I believe that an integral part of our living must of necessity involve our preparation for dying. In our early years, we were consumed with life, vitality and achieving our dreams, so death occupied a very minor portion in our thinking. But as we grew older we are faced increasingly with the natural urge to consider the likelihood of dying and must spend time in making preparation. I am always bothered by those who avoid, deny or are afraid to deal with the subject, or spend all their time and effort trying to “beat it”. By doing this, the person ends up cheating himself of the reality of his death, and the opportunity of peaceful acceptance.  Like the analogy of the “half-full/half-empty glass,” the person who thinks of his life as half-empty is destined to spend all his days in constant search without any fulfillment, even to the very end when all is spent.

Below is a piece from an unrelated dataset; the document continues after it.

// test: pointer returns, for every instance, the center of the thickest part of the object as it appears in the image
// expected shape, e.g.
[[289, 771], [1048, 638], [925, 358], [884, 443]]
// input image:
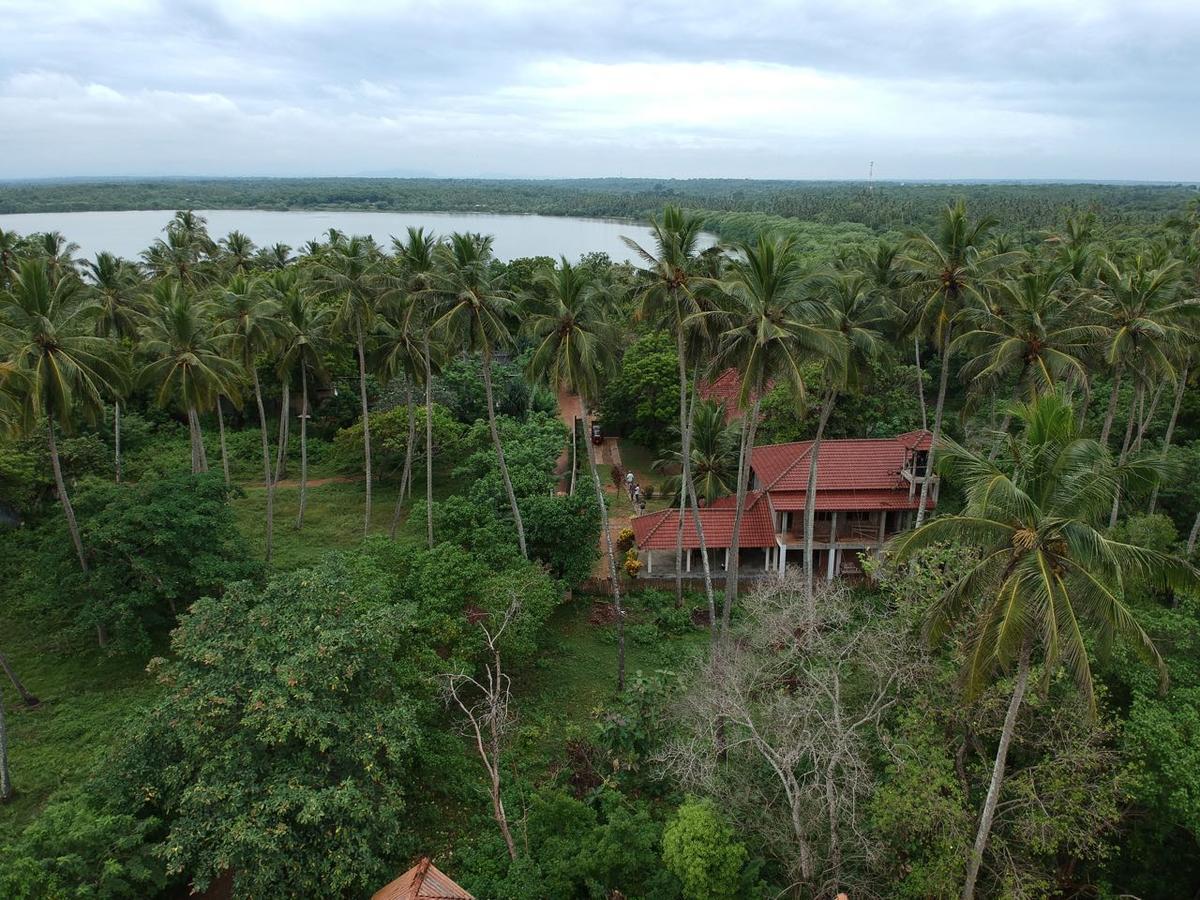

While the other, who views his life as half-full, will continue to enjoy his living as he spends the rest of his life to the last drop in fulfillment. Stephen Benet, the highly respected American poet and author of short stories drew attention to the futility of this approach when he noted:



 “Life is not lost by dying; Life is lost minute by minute, day by dragging day, in all the thousand small uncaring ways.”

-Indeed, in the final analysis, the quality of the life we will eventually spend on this earth will depend entirely on how we view our mortality. And unless we diligently take the necessary steps to understand the true relationship between life and death, we are destined to live it out in anxious anticipation.